Franklin Roosevelt was a master of manipulation and intrigue. His entire New Deal was presented to the American public as a scheme to save the American system of free enterprise, when it actually undermined the very principles of individual freedom and free-market capitalism upon which the country was founded. In the name of saving American democracy from radical revolution, FDR subverted the entire constitutional order upon which the United States was based.
But it was the Second World War that gave an international dimension to Roosevelt’s manipulations and intrigues. Indeed, they were now raised to a fine art. This is the theme of Robert Shogan’s recent book, Hard Bargain: How FDR Twisted Churchill’s Arm, Evaded the Law and Changed the Role of the American Presidency. The focus of Mr. Shogan’s story is the “destroyers-for-bases” deal that FDR made with Winston Churchill in August 1940.
In 1937, shortly after his reelection to a second term to the presidency, Franklin Roosevelt was already thinking about running for a third term. But the domestic situation in 1938 did not make his prospects for reelection promising. The American economy, still not recovered from the Great Depression years of the early 1930s, went into a new downturn. A growing number of people began talking about “the Roosevelt recession.”
In 1939, the answer to Roosevelt’s domestic problems emerged: the war in Europe between Nazi Germany and Great Britain and France. FDR soon convinced himself that he was the only person in America who could prepare the United States for the new emergency.
The year 1940 brought spectacular Nazi victories on the European continent. After half a year of a “phony war” on the Western Front, the German army and navy invaded Denmark and Norway in April 1940. This was followed in May by the German invasion of Holland, Belgium, and France. In June, the French signed an armistice that resulted in more than half of France being permanently occupied by Germany.

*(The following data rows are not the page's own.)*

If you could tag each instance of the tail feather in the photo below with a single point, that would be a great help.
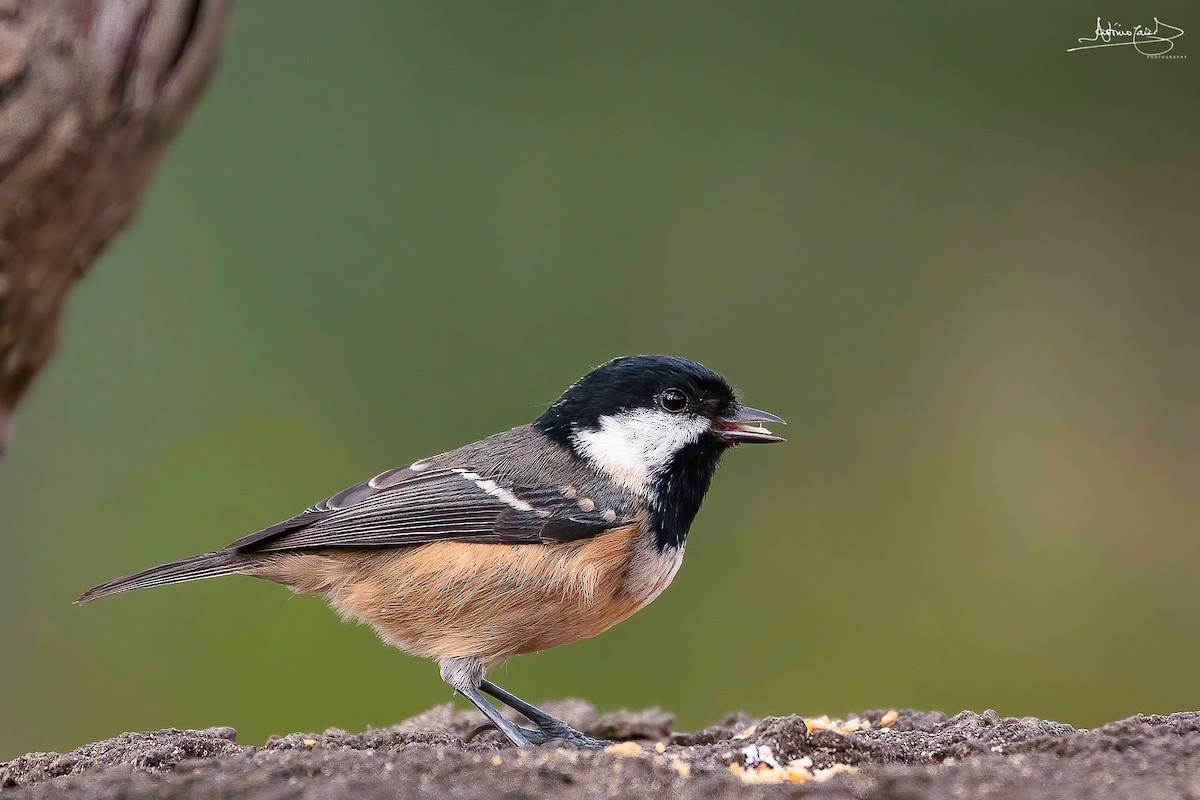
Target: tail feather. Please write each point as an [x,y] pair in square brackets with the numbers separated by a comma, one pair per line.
[209,565]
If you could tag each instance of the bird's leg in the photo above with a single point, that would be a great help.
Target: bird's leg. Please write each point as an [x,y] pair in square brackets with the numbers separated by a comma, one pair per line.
[549,727]
[465,675]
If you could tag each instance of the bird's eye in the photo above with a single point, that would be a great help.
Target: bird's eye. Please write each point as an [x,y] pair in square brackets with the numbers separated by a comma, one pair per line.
[673,401]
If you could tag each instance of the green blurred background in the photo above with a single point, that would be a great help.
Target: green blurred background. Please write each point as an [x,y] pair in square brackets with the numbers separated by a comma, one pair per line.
[963,263]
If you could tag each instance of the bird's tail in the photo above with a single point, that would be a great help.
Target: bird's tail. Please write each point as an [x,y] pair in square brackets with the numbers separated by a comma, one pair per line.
[209,565]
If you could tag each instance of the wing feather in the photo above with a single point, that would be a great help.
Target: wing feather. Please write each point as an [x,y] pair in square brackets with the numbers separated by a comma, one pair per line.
[403,506]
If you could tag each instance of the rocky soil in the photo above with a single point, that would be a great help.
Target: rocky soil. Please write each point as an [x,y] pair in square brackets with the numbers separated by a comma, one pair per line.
[879,755]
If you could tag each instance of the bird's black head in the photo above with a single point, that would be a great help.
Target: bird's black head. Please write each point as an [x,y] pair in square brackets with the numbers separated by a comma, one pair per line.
[658,426]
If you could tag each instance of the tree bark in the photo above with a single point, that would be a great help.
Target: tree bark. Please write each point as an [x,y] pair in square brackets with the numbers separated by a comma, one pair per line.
[90,94]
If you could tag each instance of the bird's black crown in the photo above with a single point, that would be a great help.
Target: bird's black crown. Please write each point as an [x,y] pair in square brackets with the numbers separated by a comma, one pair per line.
[636,382]
[630,383]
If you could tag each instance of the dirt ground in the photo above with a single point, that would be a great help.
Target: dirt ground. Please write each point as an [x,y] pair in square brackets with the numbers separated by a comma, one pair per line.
[880,755]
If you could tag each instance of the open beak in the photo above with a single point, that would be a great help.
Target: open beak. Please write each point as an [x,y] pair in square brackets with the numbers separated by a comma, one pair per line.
[739,427]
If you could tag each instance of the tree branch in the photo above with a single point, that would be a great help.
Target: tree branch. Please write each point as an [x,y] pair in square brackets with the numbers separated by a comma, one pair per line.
[90,94]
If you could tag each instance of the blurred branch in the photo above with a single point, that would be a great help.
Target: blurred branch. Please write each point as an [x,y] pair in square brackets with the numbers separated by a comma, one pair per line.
[90,94]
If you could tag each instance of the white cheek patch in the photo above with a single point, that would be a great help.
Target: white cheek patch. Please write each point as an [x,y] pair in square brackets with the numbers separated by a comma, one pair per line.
[634,446]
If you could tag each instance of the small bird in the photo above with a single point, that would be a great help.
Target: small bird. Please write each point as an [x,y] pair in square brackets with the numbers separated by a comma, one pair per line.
[538,536]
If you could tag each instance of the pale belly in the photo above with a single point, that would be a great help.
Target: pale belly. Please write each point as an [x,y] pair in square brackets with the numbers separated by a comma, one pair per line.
[486,601]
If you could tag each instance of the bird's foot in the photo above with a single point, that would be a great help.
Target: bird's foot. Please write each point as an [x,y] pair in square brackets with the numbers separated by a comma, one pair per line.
[567,734]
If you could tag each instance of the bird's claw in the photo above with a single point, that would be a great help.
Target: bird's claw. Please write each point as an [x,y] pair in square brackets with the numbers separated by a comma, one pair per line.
[565,734]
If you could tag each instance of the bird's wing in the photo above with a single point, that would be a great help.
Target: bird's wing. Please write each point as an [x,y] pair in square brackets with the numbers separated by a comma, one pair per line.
[406,506]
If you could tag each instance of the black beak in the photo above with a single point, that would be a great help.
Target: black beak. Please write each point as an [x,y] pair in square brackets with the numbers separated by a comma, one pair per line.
[739,427]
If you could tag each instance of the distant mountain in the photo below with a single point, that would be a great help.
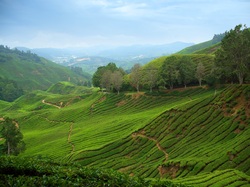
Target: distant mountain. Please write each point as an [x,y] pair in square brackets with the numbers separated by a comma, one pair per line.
[91,63]
[32,72]
[143,51]
[90,58]
[196,49]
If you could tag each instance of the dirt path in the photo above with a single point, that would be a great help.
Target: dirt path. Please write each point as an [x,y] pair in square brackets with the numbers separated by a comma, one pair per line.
[46,103]
[16,124]
[142,134]
[69,141]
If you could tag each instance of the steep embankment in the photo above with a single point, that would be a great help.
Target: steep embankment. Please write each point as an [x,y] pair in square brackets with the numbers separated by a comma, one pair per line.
[207,135]
[197,136]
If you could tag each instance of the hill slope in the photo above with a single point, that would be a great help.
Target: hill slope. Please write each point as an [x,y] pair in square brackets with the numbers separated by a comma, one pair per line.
[33,72]
[196,137]
[198,48]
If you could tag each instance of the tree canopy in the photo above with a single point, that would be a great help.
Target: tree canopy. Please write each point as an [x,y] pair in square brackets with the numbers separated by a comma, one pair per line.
[233,58]
[13,137]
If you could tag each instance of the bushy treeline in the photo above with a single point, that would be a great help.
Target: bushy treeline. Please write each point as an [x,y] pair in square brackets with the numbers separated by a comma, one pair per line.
[230,64]
[9,90]
[30,172]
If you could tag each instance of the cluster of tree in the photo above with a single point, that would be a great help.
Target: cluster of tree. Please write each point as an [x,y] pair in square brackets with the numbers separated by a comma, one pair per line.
[174,71]
[13,137]
[218,37]
[232,60]
[6,54]
[109,77]
[9,90]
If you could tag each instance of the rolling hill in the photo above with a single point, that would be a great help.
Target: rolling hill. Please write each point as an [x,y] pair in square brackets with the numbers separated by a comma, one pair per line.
[32,72]
[151,136]
[208,47]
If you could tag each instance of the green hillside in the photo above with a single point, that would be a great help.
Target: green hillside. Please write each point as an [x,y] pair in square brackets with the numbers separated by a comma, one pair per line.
[154,137]
[32,72]
[208,47]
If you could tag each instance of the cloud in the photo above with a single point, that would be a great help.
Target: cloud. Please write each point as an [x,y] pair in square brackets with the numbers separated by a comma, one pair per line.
[35,23]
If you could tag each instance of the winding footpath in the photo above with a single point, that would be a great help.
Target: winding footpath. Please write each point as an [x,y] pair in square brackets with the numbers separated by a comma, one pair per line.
[46,103]
[142,134]
[69,141]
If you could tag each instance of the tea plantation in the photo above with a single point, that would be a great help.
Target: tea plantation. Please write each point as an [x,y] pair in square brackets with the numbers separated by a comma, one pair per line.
[195,136]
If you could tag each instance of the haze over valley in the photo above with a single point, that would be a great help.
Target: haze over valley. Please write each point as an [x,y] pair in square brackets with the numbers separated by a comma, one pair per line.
[119,93]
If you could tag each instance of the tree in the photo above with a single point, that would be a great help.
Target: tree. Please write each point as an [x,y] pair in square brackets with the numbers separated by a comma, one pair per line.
[13,137]
[106,80]
[117,80]
[186,70]
[169,71]
[233,57]
[150,76]
[136,76]
[96,79]
[200,72]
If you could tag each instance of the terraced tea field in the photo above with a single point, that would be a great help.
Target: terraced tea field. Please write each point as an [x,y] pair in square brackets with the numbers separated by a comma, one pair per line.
[197,136]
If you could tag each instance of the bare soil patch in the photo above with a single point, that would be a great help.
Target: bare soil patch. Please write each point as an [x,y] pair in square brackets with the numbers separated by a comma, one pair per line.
[121,103]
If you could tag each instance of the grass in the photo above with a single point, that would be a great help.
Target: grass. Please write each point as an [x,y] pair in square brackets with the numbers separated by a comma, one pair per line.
[187,136]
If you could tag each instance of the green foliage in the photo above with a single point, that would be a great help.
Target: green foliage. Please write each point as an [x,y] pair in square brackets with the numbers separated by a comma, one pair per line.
[45,172]
[207,47]
[13,137]
[9,90]
[232,59]
[31,72]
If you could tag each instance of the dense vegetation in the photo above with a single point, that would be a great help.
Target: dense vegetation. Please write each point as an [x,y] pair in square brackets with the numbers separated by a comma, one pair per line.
[9,90]
[45,172]
[227,62]
[146,135]
[31,72]
[204,45]
[194,135]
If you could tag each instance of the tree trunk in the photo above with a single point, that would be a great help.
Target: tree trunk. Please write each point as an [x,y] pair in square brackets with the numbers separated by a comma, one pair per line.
[8,143]
[137,87]
[200,82]
[240,77]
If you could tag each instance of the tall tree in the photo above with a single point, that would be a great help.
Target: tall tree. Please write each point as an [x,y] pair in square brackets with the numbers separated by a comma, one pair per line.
[106,80]
[136,76]
[200,72]
[96,79]
[186,69]
[13,137]
[150,76]
[169,71]
[233,57]
[117,80]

In the face of this military debacle, Winston Churchill replaced Neville Chamberlain as British prime minister in May. He immediately began bombarding Roosevelt with appeals for military assistance, especially for the United States to sell or give fifty destroyers to the British to help ward off a German invasion of England and to use as escorts for merchant vessels that were bringing war material to Britain. Roosevelt replied that he could not fulfill Churchill’s request because he was prevented from doing so by neutrality laws passed by Congress (and signed by him) that denied him the authority to either sell or give warships to a belligerent power.
However, in late May, FDR agreed to transfer twenty torpedo boats to the British without informing Congress. When Navy Secretary Charles Edison objected, Roosevelt told him: “Forget it and do what I told you to do.”
But leading noninterventionists in the Congress got wind of FDR’s subterfuge, and the resulting outcry caused Roosevelt to revoke the transfer.
The president realized that any further attempts along these lines would threaten a public conflict with Congress and endanger his chances for reelection to a third term. He, therefore, turned to indirection and intrigue to accomplish his goal.
The “hard bargain” that Mr. Shogan refers to in the title of his book is the deal FDR offered to Churchill-American destroyers given to Britain in exchange for Britain’s leasing property in the West Indies and Canada — for ninety-nine years — for American military bases. Churchill replied that such an agreement would be a threat to British sovereignty. But Roosevelt insisted that this was the only way that he could evade Congress and the neutrality acts. With destroyers-for-bases, he could argue, after the fact, that he was acting in the interests of national security by providing a more secure defense of the U.S.
FDR and Churchill signed letters of agreement. FDR announced the destroyers-for-bases agreement during the Labor Day weekend in 1940. When reporters asked him if congressional approval was required, he replied: “It is all over; it is all done.” When the reporters asked him for details about the agreement, Roosevelt answered that it involved “all kinds of things that nobody here would understand, so I won’t mention them. It is a fait accompli ; it is done this way.”
An uproar resulted among the noninterventionists. Constitutional expert and political scientist Edward Corwin asked: “Why not any and all of Congress’s specifically delegated powers be set aside by the President’s ‘executive power’ and the country be put on a totalitarian basis without further ado?” Senator Arthur Vandenberg called Roosevelt’s deal “the most arbitrary and dictatorial action ever taken by any President in the history of the United States.” Congressman George Tinkham said, “There is no difference between his [FDR’s] action from either Hitler, Mussolini and Stalin.”
In his concluding chapter, Mr. Shogan argues that Roosevelt’s destroyer-for-bases deal resulted in:
. . . a high price [being] paid in undermining the rule of law. . . . In implementing the destroyer deal, Roosevelt followed a pattern of manipulation and concealment that breached trust of the American citizenry. To avoid being held accountable, he relied whenever he could on proxies, at the cost of delay and confusion. . . . The most pertinent question about the destroyer deal and Roosevelt’s other actions was the extent to which they created circumstances in which attack [upon the U.S.] became inevitable. And this was an issue which the President dealt with through evasion and obfuscation. . . . After expanding presidential power to forge the New Deal’s domestic reforms, Roosevelt demonstrated how this same power could also be used to work his will abroad.
With this precedent, Mr. Shogan argues, the door was opened for every president after FDR to use the same executive power to rationalize and justify the sending of American troops to Korea, the Middle East, Vietnam, Somalia, and Haiti. After half a century of foreign intervention and over a hundred thousand slain Americans in foreign wars since 1945, the destroyer-for-bases deal of 1940 has truly turned out to be a “hard bargain.”